Et dans mon cercle, la demande pour la voyance est elle aussi présente. Contrairement à ce que l’on pourrait penser, cette pratique n’attire pas que les crédules du coin mous du genou. Au contraire. Les quelques fois où je me suis amusée à jouer les voyantes pour mes potes m’ont témoigné la curiosité qu’ont les gens de mon âge pour cette pratique. Et même parfois, le sérieux avec lequel ils prennent ces prédictions.
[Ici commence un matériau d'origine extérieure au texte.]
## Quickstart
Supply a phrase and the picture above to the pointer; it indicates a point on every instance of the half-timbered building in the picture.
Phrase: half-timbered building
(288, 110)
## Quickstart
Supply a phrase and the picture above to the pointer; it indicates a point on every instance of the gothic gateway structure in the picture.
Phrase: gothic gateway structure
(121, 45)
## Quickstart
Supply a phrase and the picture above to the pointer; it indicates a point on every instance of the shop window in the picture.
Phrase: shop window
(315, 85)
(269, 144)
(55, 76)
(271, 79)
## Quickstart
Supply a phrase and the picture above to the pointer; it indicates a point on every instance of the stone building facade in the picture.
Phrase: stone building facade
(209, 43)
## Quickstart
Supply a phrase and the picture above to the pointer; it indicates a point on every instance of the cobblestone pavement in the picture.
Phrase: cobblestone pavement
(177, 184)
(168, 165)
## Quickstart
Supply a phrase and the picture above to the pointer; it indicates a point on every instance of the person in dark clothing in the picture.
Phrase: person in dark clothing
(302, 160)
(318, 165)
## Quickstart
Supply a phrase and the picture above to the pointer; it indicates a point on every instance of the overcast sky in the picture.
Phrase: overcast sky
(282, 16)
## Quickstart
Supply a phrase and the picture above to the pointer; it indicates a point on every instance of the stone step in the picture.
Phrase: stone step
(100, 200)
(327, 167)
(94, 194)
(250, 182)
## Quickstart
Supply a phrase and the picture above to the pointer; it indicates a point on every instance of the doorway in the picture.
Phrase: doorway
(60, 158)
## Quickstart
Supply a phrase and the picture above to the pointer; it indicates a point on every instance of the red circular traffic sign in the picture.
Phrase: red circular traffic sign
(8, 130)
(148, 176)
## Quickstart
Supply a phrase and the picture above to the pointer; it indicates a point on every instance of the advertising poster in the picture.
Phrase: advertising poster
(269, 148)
Je me l’explique ainsi : la vision sur le long terme d’une génération à qui l’on rabâche qu’elle doit accepter la précarité est forcément bouchée. On nous parle d’adaptabilité, de flexibilité, et avec ces notions vient la nécessité de faire des choix, mais aussi paradoxalement la soumission à un ordre économique qui n’offre que des miettes. La liberté de choix, reste, bien souvent, une illusion. En résulte un mélange détonant et marécageux propice à la prolifération de l’incertitude et de l’angoisse. À une heure où la peur prend ses quartiers partout, dans la vie économique en passant par le futur de la planète plus que brumeux, et où l’on n’est jamais sûr de ne pas se rétamer sentimentalement (rien que le ghosting témoigne de la cruauté d’une époque où les liens entre individus sont en partie virtuels), il est légitime de chercher des moyens de reprendre un peu de contrôle sur l’inconnu, quand bien même celui-ci se ferait au détriment de toute rationalité à une époque où toutes les icônes ont fini au bûcher.
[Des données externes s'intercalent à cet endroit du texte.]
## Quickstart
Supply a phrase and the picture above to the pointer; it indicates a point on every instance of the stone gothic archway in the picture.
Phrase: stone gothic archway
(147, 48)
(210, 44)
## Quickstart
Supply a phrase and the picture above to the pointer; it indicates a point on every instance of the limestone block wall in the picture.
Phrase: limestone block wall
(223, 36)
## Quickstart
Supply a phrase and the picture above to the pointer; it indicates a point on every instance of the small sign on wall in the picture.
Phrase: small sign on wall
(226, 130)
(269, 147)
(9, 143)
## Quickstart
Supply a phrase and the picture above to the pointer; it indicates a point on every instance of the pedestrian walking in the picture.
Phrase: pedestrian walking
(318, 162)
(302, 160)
Cartes en main, j’ai eu l’impression de remédier un tant soit peu à des peurs qui devenaient incontrôlables et à un sentiment d’impuissance pathologique. Maintenant que ça va un peu mieux, je me sens prête à ranger les cartes pour laisser place à l’action et au libre arbitre. Pour le reste, vous pouvez parfois me trouver attablée dans un bar du XIXe, troisième œil dessiné au Posca sur le front, et paillettes sur les joues, prête à vous tendre le paquet de cartes et à vous demander de bien mélanger avant de couper.

*À la demande de nos interlocutrices, les noms ont été changés.